2025-06-14
• dating • 568 words
I've now been using dating apps for some month and a half. I wrote my thoughts - which were not especially positive - when I first started end of April. I have been using them every day, but not paying for them - instead, I have just used the free likes that one gets each day (six for Hinge, a few more for Bumble).
Neither are especially fun. Frankly, I find them completely tiring. I swipe every day but don't tend to get matches; I don't think my profile is especially bad. I got a match within the first day or two, with a girl who I didn't find attractive; no bother. Then within a few days with another girl, who was somewhat attractive, but who gave only one word responses, so I unmatched as I was getting nothing from it.

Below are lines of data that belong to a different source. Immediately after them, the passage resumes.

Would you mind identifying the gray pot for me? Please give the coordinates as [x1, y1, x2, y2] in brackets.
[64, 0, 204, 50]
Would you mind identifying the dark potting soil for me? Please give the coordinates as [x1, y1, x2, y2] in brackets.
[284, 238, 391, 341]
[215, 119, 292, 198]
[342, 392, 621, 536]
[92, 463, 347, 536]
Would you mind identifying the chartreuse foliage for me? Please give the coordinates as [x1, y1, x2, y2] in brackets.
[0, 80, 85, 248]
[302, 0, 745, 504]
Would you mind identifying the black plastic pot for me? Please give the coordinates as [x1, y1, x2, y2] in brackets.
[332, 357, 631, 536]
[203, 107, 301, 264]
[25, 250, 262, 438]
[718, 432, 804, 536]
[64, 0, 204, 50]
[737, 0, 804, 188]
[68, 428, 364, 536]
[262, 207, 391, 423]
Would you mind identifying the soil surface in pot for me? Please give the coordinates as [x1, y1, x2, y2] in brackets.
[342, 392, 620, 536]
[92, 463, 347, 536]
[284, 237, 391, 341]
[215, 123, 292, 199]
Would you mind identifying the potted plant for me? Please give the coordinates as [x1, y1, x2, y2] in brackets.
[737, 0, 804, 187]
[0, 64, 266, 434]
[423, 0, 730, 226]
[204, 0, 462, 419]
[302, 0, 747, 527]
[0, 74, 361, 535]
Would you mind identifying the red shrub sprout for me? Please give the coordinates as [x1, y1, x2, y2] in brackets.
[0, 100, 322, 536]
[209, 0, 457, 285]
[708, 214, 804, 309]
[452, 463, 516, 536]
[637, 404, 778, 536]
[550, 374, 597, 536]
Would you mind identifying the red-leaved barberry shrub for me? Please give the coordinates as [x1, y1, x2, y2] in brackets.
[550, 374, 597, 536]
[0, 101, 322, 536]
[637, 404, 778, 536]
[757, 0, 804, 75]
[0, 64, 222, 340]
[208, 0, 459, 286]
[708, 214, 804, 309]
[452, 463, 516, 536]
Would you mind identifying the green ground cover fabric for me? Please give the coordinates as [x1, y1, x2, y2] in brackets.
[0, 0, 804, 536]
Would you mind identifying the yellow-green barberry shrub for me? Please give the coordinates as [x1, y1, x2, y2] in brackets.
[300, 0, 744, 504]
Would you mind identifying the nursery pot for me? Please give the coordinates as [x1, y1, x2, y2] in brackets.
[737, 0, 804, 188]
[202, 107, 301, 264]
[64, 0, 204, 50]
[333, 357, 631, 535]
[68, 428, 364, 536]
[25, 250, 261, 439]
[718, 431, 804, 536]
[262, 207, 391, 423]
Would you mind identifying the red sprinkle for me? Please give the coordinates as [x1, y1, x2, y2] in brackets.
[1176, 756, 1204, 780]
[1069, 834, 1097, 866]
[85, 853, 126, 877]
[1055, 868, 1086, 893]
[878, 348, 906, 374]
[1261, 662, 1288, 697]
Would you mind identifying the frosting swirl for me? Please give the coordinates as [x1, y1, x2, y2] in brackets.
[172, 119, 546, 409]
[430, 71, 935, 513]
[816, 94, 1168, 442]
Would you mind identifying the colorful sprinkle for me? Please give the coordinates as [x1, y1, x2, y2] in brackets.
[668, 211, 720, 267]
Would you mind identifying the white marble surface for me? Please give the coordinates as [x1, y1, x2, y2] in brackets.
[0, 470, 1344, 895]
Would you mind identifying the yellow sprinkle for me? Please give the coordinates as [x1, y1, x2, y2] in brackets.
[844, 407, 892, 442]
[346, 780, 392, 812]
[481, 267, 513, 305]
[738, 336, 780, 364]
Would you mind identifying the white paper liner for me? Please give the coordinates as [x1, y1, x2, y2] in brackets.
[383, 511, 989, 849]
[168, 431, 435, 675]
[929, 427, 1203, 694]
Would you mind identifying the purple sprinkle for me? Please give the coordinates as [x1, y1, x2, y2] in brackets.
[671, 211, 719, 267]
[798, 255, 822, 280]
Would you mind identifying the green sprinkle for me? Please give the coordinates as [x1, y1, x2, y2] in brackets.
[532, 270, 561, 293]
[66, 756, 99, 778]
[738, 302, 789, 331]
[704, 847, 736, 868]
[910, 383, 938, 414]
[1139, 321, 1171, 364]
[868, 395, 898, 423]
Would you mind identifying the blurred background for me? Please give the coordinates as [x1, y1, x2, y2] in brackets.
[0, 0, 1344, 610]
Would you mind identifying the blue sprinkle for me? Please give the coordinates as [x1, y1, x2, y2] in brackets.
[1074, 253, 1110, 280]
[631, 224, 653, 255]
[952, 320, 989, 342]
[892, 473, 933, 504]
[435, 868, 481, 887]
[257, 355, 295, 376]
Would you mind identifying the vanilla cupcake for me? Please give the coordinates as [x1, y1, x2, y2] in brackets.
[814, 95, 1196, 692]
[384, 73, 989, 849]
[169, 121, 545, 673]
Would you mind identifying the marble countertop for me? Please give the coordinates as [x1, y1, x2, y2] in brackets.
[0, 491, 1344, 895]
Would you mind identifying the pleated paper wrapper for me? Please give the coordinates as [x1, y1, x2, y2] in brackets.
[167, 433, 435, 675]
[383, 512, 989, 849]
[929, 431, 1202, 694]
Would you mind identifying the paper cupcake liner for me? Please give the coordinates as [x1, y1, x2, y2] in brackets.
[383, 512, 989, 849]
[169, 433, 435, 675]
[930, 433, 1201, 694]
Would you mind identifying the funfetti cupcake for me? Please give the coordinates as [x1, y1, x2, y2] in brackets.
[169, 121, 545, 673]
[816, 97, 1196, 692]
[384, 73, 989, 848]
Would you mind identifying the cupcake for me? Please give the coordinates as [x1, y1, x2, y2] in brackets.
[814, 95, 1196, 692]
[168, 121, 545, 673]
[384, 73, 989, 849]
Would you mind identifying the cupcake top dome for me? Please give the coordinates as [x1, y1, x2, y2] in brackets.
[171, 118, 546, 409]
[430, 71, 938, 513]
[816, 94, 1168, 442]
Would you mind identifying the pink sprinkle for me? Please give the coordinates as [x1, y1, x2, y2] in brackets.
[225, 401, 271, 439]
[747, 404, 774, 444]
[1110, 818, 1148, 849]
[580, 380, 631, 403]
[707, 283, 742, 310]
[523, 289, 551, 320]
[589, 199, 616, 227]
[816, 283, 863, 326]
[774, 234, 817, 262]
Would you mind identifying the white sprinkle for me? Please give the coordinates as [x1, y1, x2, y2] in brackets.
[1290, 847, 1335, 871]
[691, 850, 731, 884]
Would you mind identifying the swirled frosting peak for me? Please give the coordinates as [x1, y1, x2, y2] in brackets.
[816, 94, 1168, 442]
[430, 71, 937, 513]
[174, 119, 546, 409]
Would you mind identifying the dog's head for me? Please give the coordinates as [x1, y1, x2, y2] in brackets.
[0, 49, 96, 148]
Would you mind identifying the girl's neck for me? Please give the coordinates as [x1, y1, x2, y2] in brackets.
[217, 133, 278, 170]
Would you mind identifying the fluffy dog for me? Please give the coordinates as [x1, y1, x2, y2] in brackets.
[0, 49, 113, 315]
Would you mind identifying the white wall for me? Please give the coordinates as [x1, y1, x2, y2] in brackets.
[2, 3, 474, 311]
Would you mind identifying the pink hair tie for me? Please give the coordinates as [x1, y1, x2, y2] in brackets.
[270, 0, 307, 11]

My third and final match was with a girl who talked to initiate, but then took a good week to reply and finally ended up not replying. A bit of a waste of time.
The rest of it has been essentially half an hour a day lost to the dating apps, with nothing to show for it.
I feel as though it is a waste of time.
Now, potentially I might get a match maybe at some point in the future through it, and the conversation will be glorious and I'll have a great date with them. After 45 days that doesn't appear to be happening. It is a real drag, takes a lot of time, and doesn't give me... much in return.
On the other hand, I went to a mixer (just one). It was one evening, good fun chatting to a few people, and whilst I didn't see anyone I really wanted to ask out on a date, it was just a fun evening. I spent less time, had more fun, and frankly saw a decent few people. Plus, I end up practising actual conversation that way, not just swiping. It orients me in a better direction, and again, it is just a fun night out.
I am not sure whether I will quit dating apps. I sort of do want to. There is a slight hold to them, almost as if I am missing out on chance and opportunity by not using them. That said, if I continue to do the dating events whenever I get a chance, I am giving myself that chance and opportunity. I think that will be more fulfilling.
I don't think my confidence has sunk by it. I believe it may do for certain people, especially if they are not already confident in themselves. I do find myself attractive (at least somewhat) and am fairly confident in myself - now, I'm not especially socially confident but I am fine with that. Dating apps have not lowered my confidence, they are just tedious, and seemingly fruitless.
I think I may as well give it up. Instead, I will put my effort and energy (and money...) into going to more in-person events (speed-dating, mixers, etc.) as I feel they are far more enjoyable, do not contribute to the use of the phone, and I imagine are more successful. I tend to get numbers every time I go to mixers, the problem being that usually it is men's numbers not women's... But I can change that easily. In person, things are a lot easier to do.